Friday’s jobs report came in weak, but the epxectations is that the Fed will still “taper” that is slow down the pace of asset purchases, toward a windup of QE.
Mark Dow has the best explanation for why the Fed will still taper, though it basically boils down to concern over the size of the balance sheet, scepticism over its continued value, and a desire to maintain credibility.
But there has been a slight shift in consensus.
Now more economists are calling for a “dovish taper” or “taper light” meaning that the pace of asset purchases will be reduced, but maybe not as by much as previously expected.
UBS expects a “token taper”
We continue to expect a token taper of $US10 billion to be announced at the September meeting. We would expect a reduction in both Treasury debt and mortgage-backed securities although we cannot rule out a taper focused solely on reduced US Treasury buying. We continue to argue that the FOMC (and the economy) would benefit from less transparency in the announcement process (i.e. announcing the size of the reduction but not the composition).

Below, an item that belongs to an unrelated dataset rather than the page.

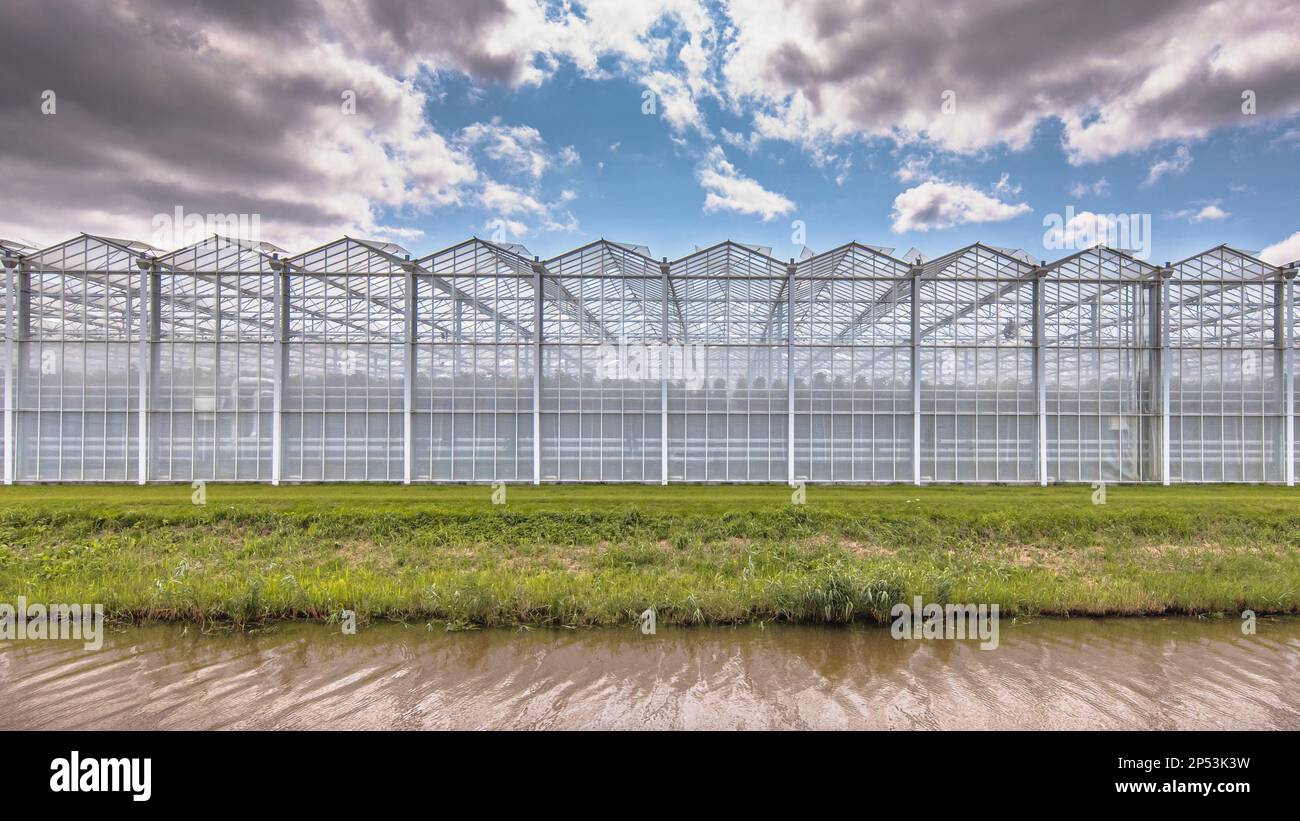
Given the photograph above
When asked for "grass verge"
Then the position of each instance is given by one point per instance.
(601, 555)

The tapering of asset purchases should last about nine months (through June 2014).
One risk to our forecast that growth will accelerate from late 2013 is the tightening of our Goldman Sachs Financial Conditions Index (GSFCI) over the past few months, as investors have started to worry about a more rapid exit from the Federal Reserve’s accommodative policy stance. Partly for this reason, we expect only a “dovish taper” from the September 17-18 FOMC meeting, with a reinforcement of the forward guidance for the funds rate.”
Others have said the same. Look for the Fed to slow the pace of asset purchases, but in the most minimal way possible.